S3 Writer Configuration

To enable S3 writes, you must create a writer.json file with the configuration parameters listed below. The sample configuration provided here outlines the necessary keys and their expected values.

{
"type": "PARQUET",
"writer": {
"normalization": false,
"s3_bucket": "olake-s3-test",
"s3_region": "ap-south-1",
"s3_access_key": "xxxxxxxxxxxxxxxxxxxx",
"s3_secret_key": "xxxxxxxxxxxxxxxxxxxxxxxxxxxxxxxxxxxxxxxx",
"s3_path": "/data"
}
}

Configuration Key Details

KeyDescriptionData TypeProbable Values
typeSpecifies the output file format for writing data. Currently, only the "PARQUET" format is supported.string"PARQUET"
writer.normalizationIndicates whether data normalization (JSON flattening) should be applied before writing data to S3. Use true if you require normalized output, or false if not.booleantrue or false (this example uses false)
writer.s3_bucketThe name of the Amazon S3 bucket where your output files will be stored. Ensure that the bucket exists and that you have proper access.stringA valid S3 bucket name (e.g. "olake-s3-test")
writer.s3_regionThe AWS region where the specified S3 bucket is hosted.stringAWS region codes such as "ap-south-1", "us-west-2", etc.
writer.s3_access_keyThe AWS access key used for authenticating S3 requests. This is typically a 20-character alphanumeric string.stringA valid AWS access key
writer.s3_secret_keyThe AWS secret key used for S3 authentication. This key is generally longer (often 40+ characters) and should be kept secure.stringA valid AWS secret key
writer.s3_pathThe specific path (or prefix) within the S3 bucket where data files will be written. This is typically a folder path that starts with a / (e.g. "/data").stringA valid path string

OLake S3 Bucket

info
  1. The generated .parquet files use SNAPPY compression (Read more). Note that SNAPPY is no longer supported by S3 Select when performing queries.
  2. OLake creates a test folder named olake_writer_test containing a single text file (.txt) with the content:
    S3 write test
    This is used to verify that you have the necessary permissions to write to S3.

IAM Permissions Required

To successfully sync your database data with S3, ensure that your AWS IAM policy grants at least minimal permissions for listing, creating, reading, and writing to the S3 bucket. Below is a sample IAM policy. Note that this example may provide more permissions than the absolute minimum required.

{
"Version": "2012-10-17",
"Statement": [
{
"Sid": "S3ConsoleAccess",
"Effect": "Allow",
"Action": [
"s3:GetAccountPublicAccessBlock",
"s3:GetBucketAcl",
"s3:GetBucketLocation",
"s3:GetBucketPolicyStatus",
"s3:GetBucketPublicAccessBlock",
"s3:ListAccessPoints",
"s3:ListAllMyBuckets"
],
"Resource": "*"
},
{
"Sid": "ListObjectsInBucket",
"Effect": "Allow",
"Action": "s3:ListBucket",
"Resource": [
"arn:aws:s3:::olake-s3-test"
]
},
{
"Sid": "AllObjectActions",
"Effect": "Allow",
"Action": "s3:*Object",
"Resource": [
"arn:aws:s3:::olake-s3-test/*"
]
}
]
}

S3 Data Partitioning

OLake supports data partitioning when writing to S3. After the initial schema discovery, you can define a partition_regex within your catalog.json file. This regex determines how data is partitioned into folders within your S3 bucket. Partitioning is defined on a per-stream (table or collection) basis.

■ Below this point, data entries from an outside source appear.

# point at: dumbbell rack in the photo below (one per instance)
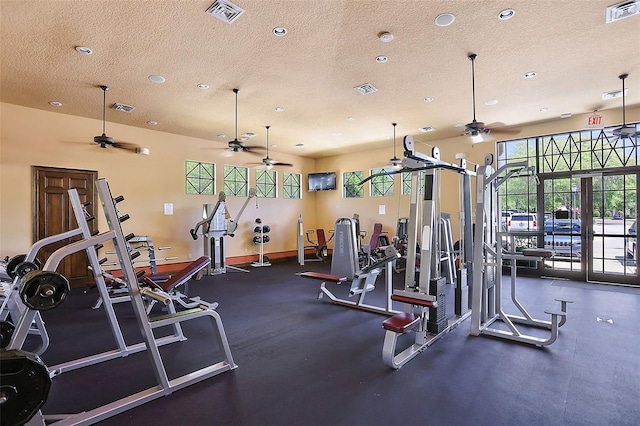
(164, 385)
(260, 236)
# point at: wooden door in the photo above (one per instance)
(53, 215)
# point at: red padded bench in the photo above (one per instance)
(538, 252)
(181, 277)
(322, 277)
(402, 322)
(399, 323)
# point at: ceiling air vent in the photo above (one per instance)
(122, 107)
(613, 94)
(622, 10)
(366, 88)
(225, 11)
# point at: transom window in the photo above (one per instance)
(291, 185)
(265, 183)
(351, 184)
(200, 178)
(236, 181)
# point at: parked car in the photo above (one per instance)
(506, 215)
(632, 242)
(563, 237)
(522, 222)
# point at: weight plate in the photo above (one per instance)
(24, 268)
(24, 385)
(43, 290)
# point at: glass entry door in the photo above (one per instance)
(612, 212)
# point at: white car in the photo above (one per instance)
(522, 222)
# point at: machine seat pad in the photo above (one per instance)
(399, 323)
(181, 277)
(538, 252)
(412, 301)
(323, 277)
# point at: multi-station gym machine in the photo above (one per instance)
(215, 226)
(423, 296)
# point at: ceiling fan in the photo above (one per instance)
(476, 129)
(268, 161)
(103, 140)
(236, 145)
(625, 131)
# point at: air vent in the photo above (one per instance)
(366, 88)
(622, 10)
(613, 94)
(225, 11)
(123, 107)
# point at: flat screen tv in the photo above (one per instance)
(322, 181)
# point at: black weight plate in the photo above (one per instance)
(43, 290)
(13, 263)
(25, 383)
(6, 331)
(24, 268)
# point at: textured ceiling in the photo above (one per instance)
(311, 72)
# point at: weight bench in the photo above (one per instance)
(323, 277)
(403, 322)
(170, 287)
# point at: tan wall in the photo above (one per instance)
(34, 137)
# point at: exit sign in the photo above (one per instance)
(595, 121)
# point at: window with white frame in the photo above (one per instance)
(291, 185)
(200, 177)
(236, 180)
(351, 187)
(266, 183)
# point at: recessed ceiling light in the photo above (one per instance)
(280, 31)
(445, 19)
(506, 14)
(385, 37)
(84, 50)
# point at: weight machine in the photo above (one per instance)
(423, 296)
(488, 256)
(46, 289)
(215, 226)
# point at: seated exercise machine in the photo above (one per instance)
(320, 246)
(215, 226)
(489, 252)
(346, 267)
(423, 296)
(45, 289)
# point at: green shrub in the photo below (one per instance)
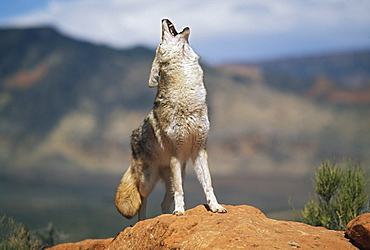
(14, 235)
(340, 195)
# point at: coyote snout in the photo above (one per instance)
(174, 131)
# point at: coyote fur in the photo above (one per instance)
(174, 131)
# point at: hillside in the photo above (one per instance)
(68, 107)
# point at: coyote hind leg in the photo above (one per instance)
(168, 197)
(204, 177)
(178, 193)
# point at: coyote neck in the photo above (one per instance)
(182, 85)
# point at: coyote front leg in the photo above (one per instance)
(178, 192)
(204, 177)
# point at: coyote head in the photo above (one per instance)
(174, 48)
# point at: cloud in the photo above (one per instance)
(131, 22)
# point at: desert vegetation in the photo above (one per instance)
(15, 236)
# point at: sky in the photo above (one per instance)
(221, 31)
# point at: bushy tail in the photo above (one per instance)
(128, 199)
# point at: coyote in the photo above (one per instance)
(174, 131)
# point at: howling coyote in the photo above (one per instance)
(175, 130)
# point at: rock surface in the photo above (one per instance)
(358, 230)
(242, 227)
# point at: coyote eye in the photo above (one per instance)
(172, 29)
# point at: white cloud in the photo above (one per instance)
(123, 23)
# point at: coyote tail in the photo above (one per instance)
(128, 199)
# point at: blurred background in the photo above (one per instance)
(288, 87)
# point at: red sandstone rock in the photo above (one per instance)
(358, 230)
(89, 244)
(242, 227)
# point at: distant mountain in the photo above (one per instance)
(337, 78)
(67, 109)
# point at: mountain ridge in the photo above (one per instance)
(67, 110)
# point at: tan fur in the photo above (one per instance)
(175, 130)
(128, 199)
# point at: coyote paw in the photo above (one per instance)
(217, 208)
(178, 213)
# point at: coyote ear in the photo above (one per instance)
(185, 34)
(154, 74)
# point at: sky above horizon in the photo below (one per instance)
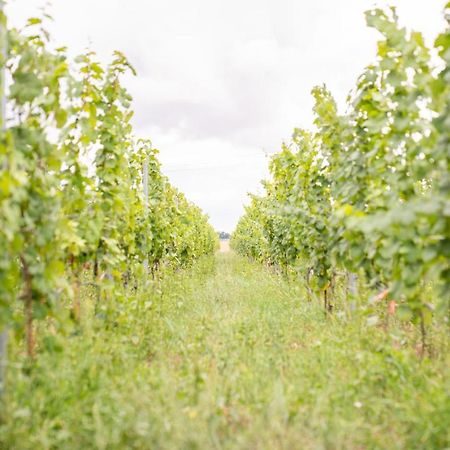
(221, 84)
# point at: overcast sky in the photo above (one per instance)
(221, 83)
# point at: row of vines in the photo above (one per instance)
(365, 194)
(79, 194)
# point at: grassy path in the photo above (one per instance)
(227, 356)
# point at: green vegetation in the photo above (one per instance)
(77, 189)
(227, 355)
(366, 195)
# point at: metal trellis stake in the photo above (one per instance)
(3, 43)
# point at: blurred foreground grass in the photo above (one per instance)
(226, 355)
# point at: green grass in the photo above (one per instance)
(227, 355)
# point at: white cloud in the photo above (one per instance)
(219, 81)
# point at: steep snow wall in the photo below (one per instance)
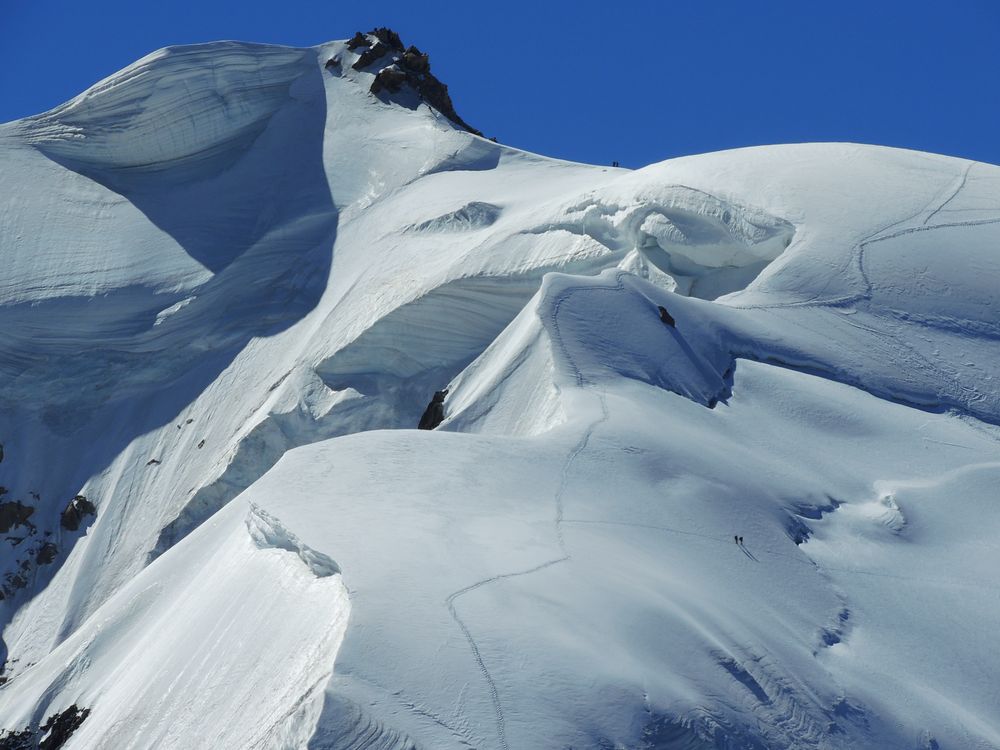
(223, 261)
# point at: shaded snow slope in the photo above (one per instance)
(224, 261)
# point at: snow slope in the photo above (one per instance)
(233, 280)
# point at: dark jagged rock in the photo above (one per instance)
(408, 67)
(434, 413)
(15, 514)
(46, 553)
(415, 60)
(388, 36)
(51, 735)
(436, 94)
(77, 509)
(372, 54)
(358, 40)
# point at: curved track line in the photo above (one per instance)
(577, 449)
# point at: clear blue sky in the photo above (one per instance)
(594, 81)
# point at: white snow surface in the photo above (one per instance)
(232, 280)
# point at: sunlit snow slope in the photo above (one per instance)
(233, 278)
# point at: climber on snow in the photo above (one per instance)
(434, 413)
(666, 317)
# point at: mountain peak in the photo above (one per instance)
(401, 72)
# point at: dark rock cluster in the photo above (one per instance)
(77, 509)
(51, 735)
(20, 526)
(402, 67)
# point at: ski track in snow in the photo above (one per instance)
(578, 449)
(877, 235)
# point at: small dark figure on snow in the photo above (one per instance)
(434, 413)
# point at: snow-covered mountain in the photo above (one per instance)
(234, 277)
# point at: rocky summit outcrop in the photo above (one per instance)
(401, 67)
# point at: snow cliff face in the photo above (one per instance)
(233, 279)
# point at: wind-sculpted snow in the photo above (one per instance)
(233, 278)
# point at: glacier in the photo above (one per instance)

Sample catalog.json with Partitioning

{
"selected_streams": {
"namespace": [
{
"stream_name": "table1",
"partition_regex": "/{column_name, default_value, granularity}"
},
{
"stream_name": "table2",
"partition_regex": ""
}
]
},
"streams": [
{
"stream": {
"name": "table1",
"namespace": "namespace",
"sync_mode": "cdc"
}
},
{
"stream": {
"name": "table2",
"namespace": "namespace",
"sync_mode": "cdc"
}
}
]
}
info
  • The partition_regex is a stream-level property; you can define different patterns for each stream.
  • For example, the following sample demonstrates partitioning for a namespace named otter_db:
    {
    "selected_streams": {
    "otter_db": [
    {
    "stream_name": "stream_8",
    "partition_regex": "{title,,}/{now(),2025,YY}-{now(),06,MM}-{now(),13,DD}/{latest_revision,,}"
    },
    {
    "stream_name": "stream_0",
    "partition_regex": "{now(),2025,YY}-{now(),06,MM}-{now(),13,DD}/{string_change_language,,}"
    }
    ]
    }
    // Additional configuration...
    }

In this context, title and latest_revision are column names. The partition is dynamically generated based on the column values as well as the current date.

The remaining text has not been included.